Какое-то время они, молча, поглощали кашу, принесенную радушной хозяйкой, и запивали ее пивом. Каша, в отличие от щей, Алексею совсем не понравилась — почти не соленая, политая каким-то маслом то ли льняным, то ли конопляным и снова без мяса. Но обижать хозяйку не хотелось, и молодой человек глотал безвкусное варево, с тоской вспоминая жирного кабанчика, которого они на пару с Лесей-волчицей загнали и съели в лесу.
Наконец с едой было покончено, Демид, сыто отдуваясь, отложил ложку.
— Ну что, поснедали — пора и честь знать. Только вот, что я хочу тебя спросить, — остановил Малой собиравшегося встать из-за стола Алексея. — Гляжу на тебя и никак не пойму, кто ты таков? На купца, вроде, не похож, на боярского сына, тем более. Одежа простая, но справная. Думал, может, дворовый чей? Да для дворового ты слишком вольно себя ведешь. С рожи, будто иноземец, а по-нашему говоришь чисто. Дерешься, опять же, знатно и двигаешься по-звериному. Говоришь, что не разбойник, и я тебе почему-то верю. Кто ж ты, Лексей? Я вон, почитай, все про себя рассказал, а ты все молчишь.

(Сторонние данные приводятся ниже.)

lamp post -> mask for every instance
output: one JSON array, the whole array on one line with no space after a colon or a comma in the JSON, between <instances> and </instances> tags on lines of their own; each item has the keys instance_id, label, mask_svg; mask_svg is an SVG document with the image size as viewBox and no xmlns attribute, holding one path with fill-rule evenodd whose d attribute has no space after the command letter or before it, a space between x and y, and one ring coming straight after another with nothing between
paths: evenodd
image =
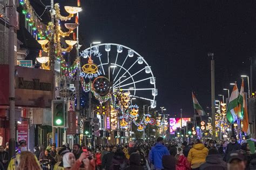
<instances>
[{"instance_id":1,"label":"lamp post","mask_svg":"<svg viewBox=\"0 0 256 170\"><path fill-rule=\"evenodd\" d=\"M126 77L126 76L121 76L121 77L119 77L119 89L120 89L120 83L121 81L121 79L122 78L125 78L125 77ZM122 105L121 105L121 107L122 107ZM122 108L122 107L121 107ZM118 114L118 126L119 126L119 143L120 145L121 145L121 127L120 127L120 113Z\"/></svg>"},{"instance_id":2,"label":"lamp post","mask_svg":"<svg viewBox=\"0 0 256 170\"><path fill-rule=\"evenodd\" d=\"M219 96L222 96L222 101L224 103L224 95L223 94L218 94Z\"/></svg>"},{"instance_id":3,"label":"lamp post","mask_svg":"<svg viewBox=\"0 0 256 170\"><path fill-rule=\"evenodd\" d=\"M211 96L212 96L212 139L215 139L215 66L213 53L208 53L208 57L211 58Z\"/></svg>"},{"instance_id":4,"label":"lamp post","mask_svg":"<svg viewBox=\"0 0 256 170\"><path fill-rule=\"evenodd\" d=\"M227 94L228 96L228 99L230 98L230 90L228 89L223 89L224 90L226 90L227 91Z\"/></svg>"},{"instance_id":5,"label":"lamp post","mask_svg":"<svg viewBox=\"0 0 256 170\"><path fill-rule=\"evenodd\" d=\"M250 96L251 96L250 91L249 76L246 76L246 75L241 75L241 77L246 77L247 79L247 83L248 83L248 98L249 98Z\"/></svg>"},{"instance_id":6,"label":"lamp post","mask_svg":"<svg viewBox=\"0 0 256 170\"><path fill-rule=\"evenodd\" d=\"M143 105L143 121L145 124L145 106L147 106L147 105ZM145 142L145 128L143 128L143 143Z\"/></svg>"}]
</instances>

Алексей вздохнул, стало тоскливо и неуютно, словно с солнечного луга зашел в темный, мрачный ельник. Врать Демиду совершенно не хотелось, уж больно симпатичен был ему этот рыжий парень, а правду рассказать невозможно. Коробейник, в отличие от старика колдуна, вряд ли с пониманием отнесется к повествованию о перемещениях во времени.
Подумав, молодой человек решил внести коррективы в свою историю, и рассказал, что в Москву он пришел по приказу своего учителя за одной книгой. Она находится в Либерии — тайном хранилище царя Ивана Васильевича в подвалах Кремля. Там сотни книг в сундуках спрятаны. Только, где Либерия, неизвестно, и как ее искать, неведомо. Тот учитель — богатый француз, драгоценных камней и золота у него немерено, а серебро он и за деньги не считает. Ну и снабдил, стало быть, Алексея монетами, хоть целую слободу можно купить. Только толку от этого никакого. В городе он никого не знает, и к кому подступиться с вопросом о Либерии непонятно.

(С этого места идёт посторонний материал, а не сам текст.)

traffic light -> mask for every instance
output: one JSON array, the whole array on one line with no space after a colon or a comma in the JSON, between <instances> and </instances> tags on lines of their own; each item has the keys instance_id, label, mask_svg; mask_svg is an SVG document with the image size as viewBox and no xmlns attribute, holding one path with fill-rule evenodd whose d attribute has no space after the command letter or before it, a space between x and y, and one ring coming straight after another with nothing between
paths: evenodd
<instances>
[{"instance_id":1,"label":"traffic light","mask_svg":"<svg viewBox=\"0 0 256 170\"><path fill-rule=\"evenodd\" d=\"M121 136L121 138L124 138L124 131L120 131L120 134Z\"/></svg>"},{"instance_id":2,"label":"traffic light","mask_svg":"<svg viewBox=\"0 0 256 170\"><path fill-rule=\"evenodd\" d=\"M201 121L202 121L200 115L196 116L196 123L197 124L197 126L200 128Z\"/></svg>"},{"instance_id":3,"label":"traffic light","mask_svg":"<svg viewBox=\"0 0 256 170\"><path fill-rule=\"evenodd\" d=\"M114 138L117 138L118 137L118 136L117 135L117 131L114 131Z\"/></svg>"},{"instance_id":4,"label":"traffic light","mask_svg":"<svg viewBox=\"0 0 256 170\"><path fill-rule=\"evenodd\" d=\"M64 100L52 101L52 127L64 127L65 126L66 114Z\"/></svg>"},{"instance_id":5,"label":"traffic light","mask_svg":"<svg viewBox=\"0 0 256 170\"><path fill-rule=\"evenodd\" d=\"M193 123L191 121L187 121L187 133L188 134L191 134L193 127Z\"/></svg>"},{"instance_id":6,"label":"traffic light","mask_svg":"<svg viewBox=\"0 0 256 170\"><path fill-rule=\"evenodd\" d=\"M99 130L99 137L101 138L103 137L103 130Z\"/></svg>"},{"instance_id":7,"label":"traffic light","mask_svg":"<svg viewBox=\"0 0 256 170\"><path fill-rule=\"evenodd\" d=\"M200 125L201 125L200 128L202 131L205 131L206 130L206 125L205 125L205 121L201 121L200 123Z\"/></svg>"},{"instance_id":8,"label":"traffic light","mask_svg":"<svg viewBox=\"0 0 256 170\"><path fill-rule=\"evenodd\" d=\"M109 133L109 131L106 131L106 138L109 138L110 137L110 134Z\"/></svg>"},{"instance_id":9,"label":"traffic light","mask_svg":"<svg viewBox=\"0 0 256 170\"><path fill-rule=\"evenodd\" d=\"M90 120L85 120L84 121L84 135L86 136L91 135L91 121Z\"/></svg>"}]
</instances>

Демид какое-то время задумчиво крутил в руках деревянную ложку, затем спросил:
— Так ты ту книгу воровать собрался? — увидел, как смутился Алексей, махнул рукой — Да, ты не переживай, эка важность! Чай, эти книги и не нужны никому, раз без дела в подвале гниют, а тут хоть польза будет. Бояре-то книг, все одно, не читают, а которые читают, так больше церковные, Псалтырь, там, или Жития.

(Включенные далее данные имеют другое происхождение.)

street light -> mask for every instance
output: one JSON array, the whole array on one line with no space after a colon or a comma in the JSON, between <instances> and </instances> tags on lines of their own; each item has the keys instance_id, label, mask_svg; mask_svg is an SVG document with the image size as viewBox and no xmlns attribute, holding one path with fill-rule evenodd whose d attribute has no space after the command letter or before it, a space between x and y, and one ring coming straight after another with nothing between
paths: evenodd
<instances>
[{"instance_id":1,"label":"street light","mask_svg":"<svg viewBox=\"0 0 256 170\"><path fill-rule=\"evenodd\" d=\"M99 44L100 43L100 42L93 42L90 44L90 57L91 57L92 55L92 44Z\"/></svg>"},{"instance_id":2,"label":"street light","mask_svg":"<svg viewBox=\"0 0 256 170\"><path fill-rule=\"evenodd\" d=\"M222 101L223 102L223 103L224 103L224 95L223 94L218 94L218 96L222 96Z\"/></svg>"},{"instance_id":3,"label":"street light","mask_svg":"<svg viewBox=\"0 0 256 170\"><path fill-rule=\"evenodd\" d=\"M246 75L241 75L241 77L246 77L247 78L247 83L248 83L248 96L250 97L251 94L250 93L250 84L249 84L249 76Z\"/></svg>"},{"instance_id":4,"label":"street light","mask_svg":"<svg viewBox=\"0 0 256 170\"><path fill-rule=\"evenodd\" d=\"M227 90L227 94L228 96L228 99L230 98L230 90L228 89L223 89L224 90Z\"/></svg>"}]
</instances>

Я вот думаю, как помочь-то тебе? Есть у меня одна мыслишка, только не знаю, будет ли от нее толк. Знаю я одного мужичка, он истопником в Кремле служил, сказывал, в самих царских палатах печи топил. Может, и врал, конечно, больно зелено вино любит. Так он, стало быть, чего-то по пьяни учинил, его из Кремля-то и выгнали. Кнутом на площади, как полагается, высекли и прогнали. С тех пор он и вовсе спился, все, что было пропил. На правеж водили, да толку-то что? Теперь Христа ради побирается да шляется по кабакам. Он за стопку все тайны Кремлевские расскажет, только вот найти его надо. Я давненько Фролку-то не видал, может уж помер — пропойцы долго не живут. Денька через два найди меня, а я к тому времени разузнаю, где он обретается.
— Спасибо, тебе, Малой! — Алексею плохо верилось, что какой-то пьяница может знать что-то полезное, но Демиду он был искренне благодарен. Приятно в чужом мире встретить человека, готового тебе помочь. — Только не пойму я, тебе-то зачем в это ввязываться. Дело, ведь, небезопасное.